Toward Efficient Cancer Detection on Mobile Devices

Recent advancements in deep learning for cancer detection have achieved impressive accuracy, yet high computational costs and latency remain significant barriers for practical deployment on resource-constrained devices, such as smartphones and IoT platforms. This study focuses on optimizing MobileNetV1 and MobileNetV2 models to achieve more efficient, real-time cancer type identification. Through optimization strategies including selective layer unfreezing, pruning, and quantization, we demonstrate significant improvements in model size, inference time, and efficiency.

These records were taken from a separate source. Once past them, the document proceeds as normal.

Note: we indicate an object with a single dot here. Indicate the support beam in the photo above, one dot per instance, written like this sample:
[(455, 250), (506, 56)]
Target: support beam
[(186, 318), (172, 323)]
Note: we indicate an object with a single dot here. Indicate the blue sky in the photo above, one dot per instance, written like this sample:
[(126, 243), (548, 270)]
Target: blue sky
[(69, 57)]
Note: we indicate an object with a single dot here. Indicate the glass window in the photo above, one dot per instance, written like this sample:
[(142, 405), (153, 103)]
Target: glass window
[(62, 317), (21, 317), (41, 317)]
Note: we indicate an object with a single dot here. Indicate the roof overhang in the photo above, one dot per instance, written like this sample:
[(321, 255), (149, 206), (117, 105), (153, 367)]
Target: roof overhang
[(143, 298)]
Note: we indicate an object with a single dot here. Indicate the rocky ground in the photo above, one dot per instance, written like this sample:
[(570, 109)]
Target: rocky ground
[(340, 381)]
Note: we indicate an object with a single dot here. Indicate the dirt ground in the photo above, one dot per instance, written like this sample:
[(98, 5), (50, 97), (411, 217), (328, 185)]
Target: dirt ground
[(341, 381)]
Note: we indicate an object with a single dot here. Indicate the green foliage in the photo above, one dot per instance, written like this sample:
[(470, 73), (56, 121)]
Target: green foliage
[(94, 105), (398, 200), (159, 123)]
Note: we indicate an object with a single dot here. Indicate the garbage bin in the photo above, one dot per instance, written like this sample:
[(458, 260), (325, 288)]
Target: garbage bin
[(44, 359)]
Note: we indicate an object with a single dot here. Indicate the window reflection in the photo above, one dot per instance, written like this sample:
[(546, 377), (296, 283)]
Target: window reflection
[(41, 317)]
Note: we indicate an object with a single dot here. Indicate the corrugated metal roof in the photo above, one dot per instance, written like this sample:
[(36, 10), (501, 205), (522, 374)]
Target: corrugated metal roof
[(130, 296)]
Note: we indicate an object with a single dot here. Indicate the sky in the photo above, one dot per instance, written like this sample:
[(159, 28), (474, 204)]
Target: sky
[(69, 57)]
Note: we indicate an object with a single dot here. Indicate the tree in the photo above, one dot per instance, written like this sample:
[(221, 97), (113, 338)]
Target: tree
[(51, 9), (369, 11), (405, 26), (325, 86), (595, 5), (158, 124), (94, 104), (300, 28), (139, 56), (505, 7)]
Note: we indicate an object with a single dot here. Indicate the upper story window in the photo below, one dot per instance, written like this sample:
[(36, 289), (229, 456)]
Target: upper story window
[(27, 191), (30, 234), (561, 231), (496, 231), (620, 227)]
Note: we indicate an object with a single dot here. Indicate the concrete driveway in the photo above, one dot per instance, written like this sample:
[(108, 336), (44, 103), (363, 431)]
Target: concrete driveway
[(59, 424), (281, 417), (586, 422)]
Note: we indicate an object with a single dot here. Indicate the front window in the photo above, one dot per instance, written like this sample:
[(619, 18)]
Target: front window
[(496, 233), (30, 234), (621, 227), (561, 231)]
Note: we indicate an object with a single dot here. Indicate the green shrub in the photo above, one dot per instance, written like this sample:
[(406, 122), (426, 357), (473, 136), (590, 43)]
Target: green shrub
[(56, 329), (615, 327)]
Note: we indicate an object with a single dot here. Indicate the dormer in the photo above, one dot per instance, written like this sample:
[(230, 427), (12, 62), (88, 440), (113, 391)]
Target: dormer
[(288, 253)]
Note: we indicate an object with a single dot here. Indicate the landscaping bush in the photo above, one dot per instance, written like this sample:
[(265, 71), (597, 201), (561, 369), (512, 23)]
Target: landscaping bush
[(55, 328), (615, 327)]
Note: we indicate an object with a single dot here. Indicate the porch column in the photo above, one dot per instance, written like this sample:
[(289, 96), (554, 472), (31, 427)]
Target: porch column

For MobileNetV1, model size was reduced from 13.1 MB to 3.23 MB, and inference time was cut from 23 ms to 14 ms, with an F1 score above 0.99. For MobileNetV2, the model size was reduced from 9.41 MB to 2.82 MB, with inference times reduced from 24 ms to 13 ms, while maintaining a high F1 score of 0.98. The efficiency scores for MobileNetV1 and MobileNetV2 were 0.984 and 0.994, respectively, significantly outperforming other state-of-the-art neural networks such as VGG16 (efficiency score: 0.458), ResNet50 (0.418), and DenseNet121 (0.731). These findings demonstrate that with appropriate optimizations, MobileNet models can be deployed on edge devices, achieving high accuracy (above 95%), fast inference times (under one second), and superior efficiency, making them ideal candidates for real-time cancer detection in resource-constrained environments like mobile and IoT devices.